Nach unserer Rechtsansicht bestehen diese Ansprüche nicht:
In einer vom VKI im Verbandsverfahren gegen die TVP erstrittenen Entscheidung (25.11.2020, 6 Ob 179/20x) wurden die Freistellungsklauseln der TVP, auf die sich nun der Insolvenzverwalter beruft, rechtskräftig als gröblich benachteiligend iSd § 879 Abs 3 ABGB sowie intransparent iSd § 6 Abs 3 KSchG und damit rechtswidrig qualifiziert. Eine Ersetzung dieser Klauseln durch die Anwendung dispositiven Rechts (§ 1014 ABGB) scheidet nach ständiger Rechtsprechung des Europäischen Gerichtshofs gegenüber Verbraucher:innen aus (C-269/19, Banca B; C-125/18, Moral Guasch; OGH 9 Ob 85/17s, 8 Ob 1/18g). Damit scheiden Freistellungsansprüche der TVP gegenüber den Treugebern, die abgetreten werden könnten, aus. Mangels Rechtswirksamkeit der Abtretung besteht auch keine Rechtsgrundlage für die Forderungen des Insolvenzverwalters.

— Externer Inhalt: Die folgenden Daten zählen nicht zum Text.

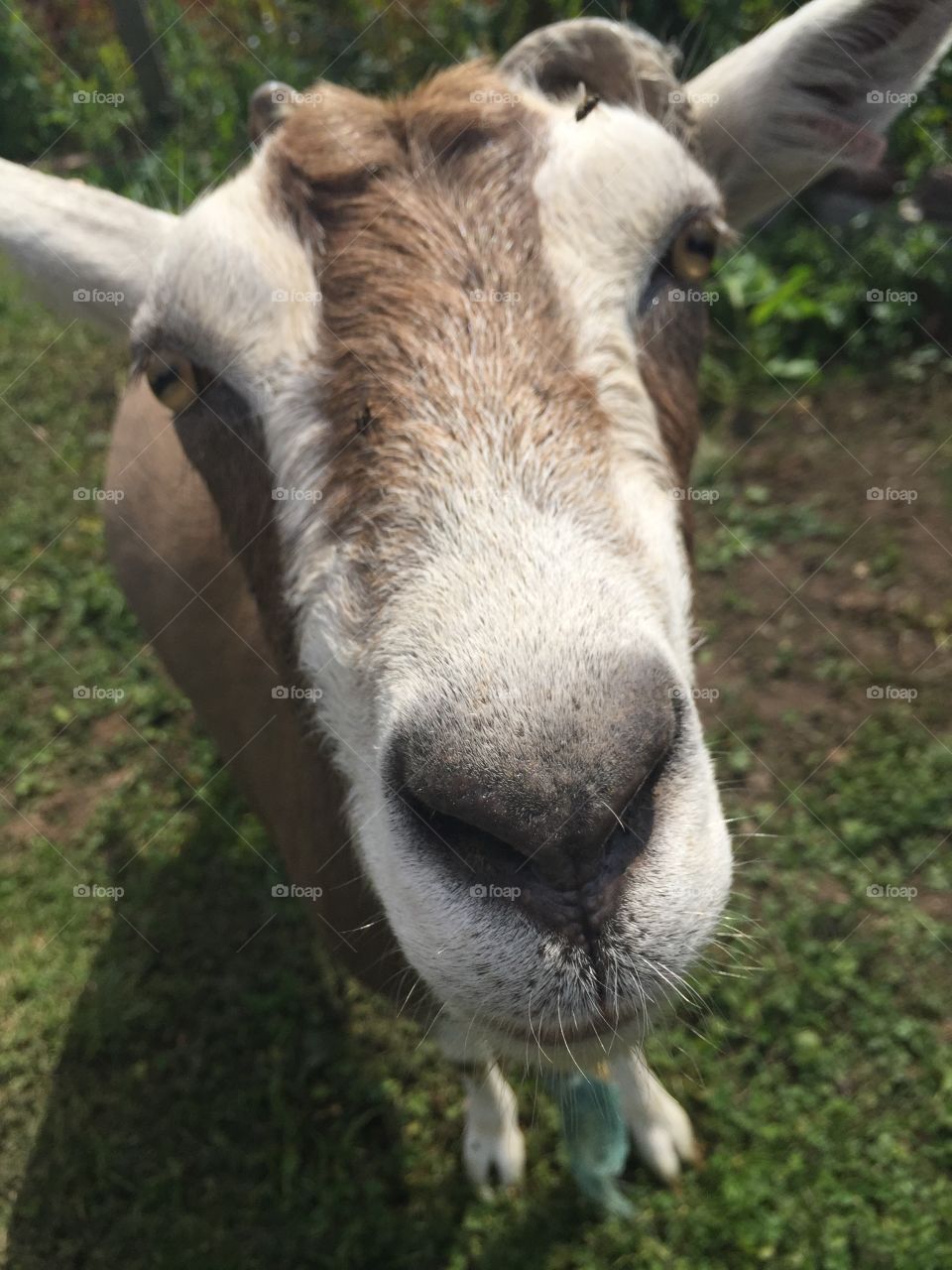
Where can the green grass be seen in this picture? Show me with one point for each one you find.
(185, 1080)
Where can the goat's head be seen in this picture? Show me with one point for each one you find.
(434, 359)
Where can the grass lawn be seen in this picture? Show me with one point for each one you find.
(184, 1080)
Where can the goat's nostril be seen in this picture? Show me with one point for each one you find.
(556, 826)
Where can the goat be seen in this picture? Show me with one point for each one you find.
(413, 398)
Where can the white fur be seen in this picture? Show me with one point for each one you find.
(657, 1123)
(493, 1142)
(87, 252)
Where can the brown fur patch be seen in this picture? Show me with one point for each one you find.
(442, 325)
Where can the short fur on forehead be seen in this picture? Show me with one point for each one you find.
(442, 327)
(617, 64)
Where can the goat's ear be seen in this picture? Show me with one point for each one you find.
(812, 93)
(89, 253)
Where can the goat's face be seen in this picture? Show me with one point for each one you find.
(458, 327)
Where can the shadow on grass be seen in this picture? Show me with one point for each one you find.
(212, 1105)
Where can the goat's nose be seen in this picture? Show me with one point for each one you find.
(555, 824)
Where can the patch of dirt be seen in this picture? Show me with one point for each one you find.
(63, 816)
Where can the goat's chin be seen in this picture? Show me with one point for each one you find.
(531, 993)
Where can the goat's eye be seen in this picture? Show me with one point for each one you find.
(172, 377)
(690, 254)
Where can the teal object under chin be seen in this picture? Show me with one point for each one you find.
(595, 1135)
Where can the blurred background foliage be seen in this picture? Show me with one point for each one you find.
(792, 302)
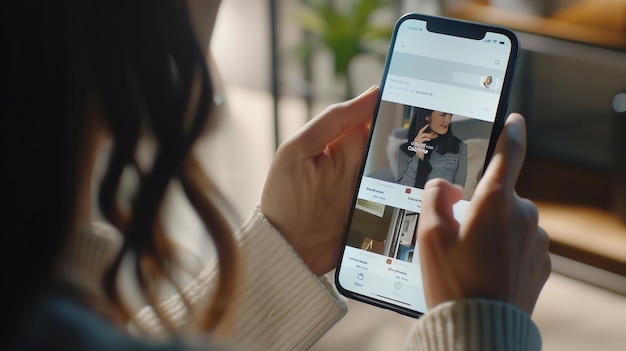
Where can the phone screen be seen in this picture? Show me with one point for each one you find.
(443, 99)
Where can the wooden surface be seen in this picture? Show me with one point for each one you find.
(576, 209)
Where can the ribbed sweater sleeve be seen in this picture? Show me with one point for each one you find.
(282, 305)
(475, 324)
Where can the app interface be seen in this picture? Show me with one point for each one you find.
(439, 103)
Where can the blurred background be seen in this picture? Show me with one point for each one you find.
(283, 61)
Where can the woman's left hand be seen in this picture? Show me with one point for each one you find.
(310, 185)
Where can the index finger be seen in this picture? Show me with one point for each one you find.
(330, 124)
(508, 156)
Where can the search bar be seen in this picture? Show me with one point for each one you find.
(475, 80)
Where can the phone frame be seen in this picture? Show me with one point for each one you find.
(446, 26)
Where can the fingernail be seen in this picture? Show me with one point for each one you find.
(370, 89)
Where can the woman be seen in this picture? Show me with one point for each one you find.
(432, 151)
(89, 79)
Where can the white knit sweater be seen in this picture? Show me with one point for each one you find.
(283, 306)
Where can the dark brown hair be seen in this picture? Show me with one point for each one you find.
(142, 62)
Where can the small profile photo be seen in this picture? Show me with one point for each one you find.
(487, 82)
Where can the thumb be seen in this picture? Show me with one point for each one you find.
(437, 225)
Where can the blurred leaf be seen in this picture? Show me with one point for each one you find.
(345, 33)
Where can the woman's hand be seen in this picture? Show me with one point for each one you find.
(498, 252)
(310, 185)
(419, 142)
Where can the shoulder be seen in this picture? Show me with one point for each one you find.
(57, 323)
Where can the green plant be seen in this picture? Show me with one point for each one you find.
(346, 31)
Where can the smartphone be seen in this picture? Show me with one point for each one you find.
(444, 95)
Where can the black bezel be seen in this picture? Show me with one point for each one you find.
(448, 26)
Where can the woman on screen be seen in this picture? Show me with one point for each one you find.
(432, 150)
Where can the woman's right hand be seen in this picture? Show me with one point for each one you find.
(499, 252)
(419, 142)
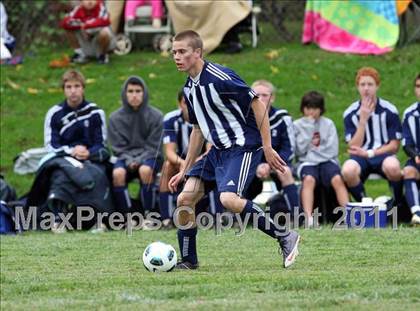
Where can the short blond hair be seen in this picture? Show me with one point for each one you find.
(72, 75)
(265, 83)
(194, 39)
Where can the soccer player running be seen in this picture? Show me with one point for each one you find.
(411, 144)
(226, 112)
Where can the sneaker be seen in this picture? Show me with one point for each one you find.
(415, 220)
(289, 248)
(78, 58)
(167, 224)
(58, 228)
(156, 23)
(98, 229)
(149, 225)
(103, 59)
(185, 265)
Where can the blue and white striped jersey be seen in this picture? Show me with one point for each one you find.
(282, 134)
(177, 130)
(65, 128)
(219, 101)
(383, 125)
(411, 127)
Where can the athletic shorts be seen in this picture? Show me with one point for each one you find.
(230, 170)
(154, 164)
(371, 165)
(323, 172)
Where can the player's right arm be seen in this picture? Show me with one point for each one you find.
(194, 149)
(366, 108)
(171, 154)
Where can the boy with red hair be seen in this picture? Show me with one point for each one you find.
(373, 133)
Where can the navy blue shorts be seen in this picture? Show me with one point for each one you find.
(154, 164)
(230, 170)
(371, 165)
(323, 172)
(411, 162)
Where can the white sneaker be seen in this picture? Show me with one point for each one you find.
(98, 229)
(156, 23)
(149, 225)
(58, 228)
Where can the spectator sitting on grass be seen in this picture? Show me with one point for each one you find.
(135, 134)
(75, 127)
(411, 144)
(373, 132)
(88, 31)
(317, 152)
(283, 141)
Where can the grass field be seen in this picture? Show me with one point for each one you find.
(347, 270)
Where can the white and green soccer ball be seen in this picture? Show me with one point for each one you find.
(159, 257)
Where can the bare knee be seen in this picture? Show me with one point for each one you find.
(351, 172)
(232, 201)
(337, 181)
(391, 168)
(286, 178)
(410, 172)
(186, 199)
(168, 170)
(146, 174)
(119, 177)
(104, 34)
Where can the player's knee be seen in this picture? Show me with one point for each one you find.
(410, 172)
(287, 177)
(350, 170)
(118, 177)
(337, 181)
(391, 168)
(146, 174)
(104, 34)
(228, 199)
(308, 181)
(186, 200)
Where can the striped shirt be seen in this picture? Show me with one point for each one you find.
(177, 130)
(219, 101)
(282, 134)
(65, 128)
(411, 127)
(383, 125)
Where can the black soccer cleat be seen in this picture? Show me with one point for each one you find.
(289, 248)
(186, 265)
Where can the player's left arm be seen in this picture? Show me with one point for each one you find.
(394, 134)
(261, 117)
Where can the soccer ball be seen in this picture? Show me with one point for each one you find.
(159, 257)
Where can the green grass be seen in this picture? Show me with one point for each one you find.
(346, 270)
(336, 270)
(296, 70)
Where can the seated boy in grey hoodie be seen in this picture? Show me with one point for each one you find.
(135, 133)
(316, 152)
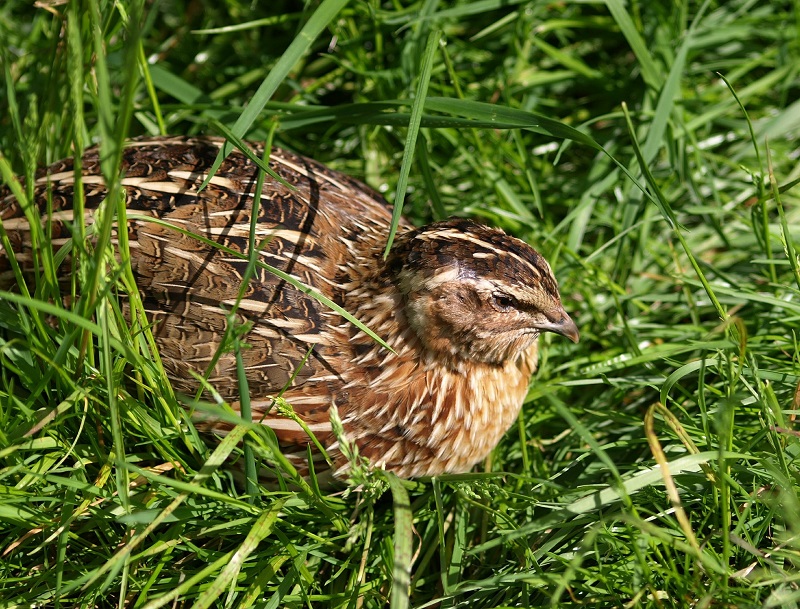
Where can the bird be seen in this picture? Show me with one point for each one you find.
(459, 304)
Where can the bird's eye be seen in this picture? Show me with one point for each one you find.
(502, 301)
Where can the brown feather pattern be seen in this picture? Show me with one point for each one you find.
(461, 304)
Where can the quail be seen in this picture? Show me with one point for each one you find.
(460, 304)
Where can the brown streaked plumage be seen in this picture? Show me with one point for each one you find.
(461, 304)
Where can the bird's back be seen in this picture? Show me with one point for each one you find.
(190, 263)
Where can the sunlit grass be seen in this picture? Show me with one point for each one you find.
(647, 149)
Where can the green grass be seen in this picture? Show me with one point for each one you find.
(648, 149)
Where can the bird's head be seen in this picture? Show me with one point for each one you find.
(476, 293)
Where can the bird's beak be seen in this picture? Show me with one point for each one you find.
(563, 326)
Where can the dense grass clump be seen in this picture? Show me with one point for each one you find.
(648, 149)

Umgekehrt dürfte die Nichtigkeit der Freistellungklauseln in Hinblick auf etwaig bereits geleistete Zahlungen Rückzahlungsansprüche der Verbraucher:innen gegenüber dem Zessionar zur Folge haben (§ 1431 ABGB, Ausfallshaftung der TVP als Zedentin), die nach gesicherter Rechtsprechung des Europäischen Gerichtshofs zwingend einer 30-jährigen Verjährungsfrist unterliegen.
Was tut der VKI?
Durch Abschluss der Abtretungsvereinbarungen verstößt die TVP unseres Erachtens gegen das vom VKI erwirkte Unterlassungsgebot; dieses beinhaltet, sich nicht auf die unzulässigen oder sinngleiche Klauseln zu berufen. Der VKI hat daher eine Exekutionsführung gegen die TVP eingeleitet sowie Abmahnungen gegen die TVP und Insolvenzverwalter Dr. von Diepenbroick vorbereitet und wird – falls nötig – Verbandsklagen (§§ 28 f KSchG, § 14 UWG) einbringen, um die nun gegen österreichische Anleger:innen erhobenen Forderungen abzuwehren.
Was soll ich tun?
Wir empfehlen, der Zahlungsaufforderung nicht nachzukommen.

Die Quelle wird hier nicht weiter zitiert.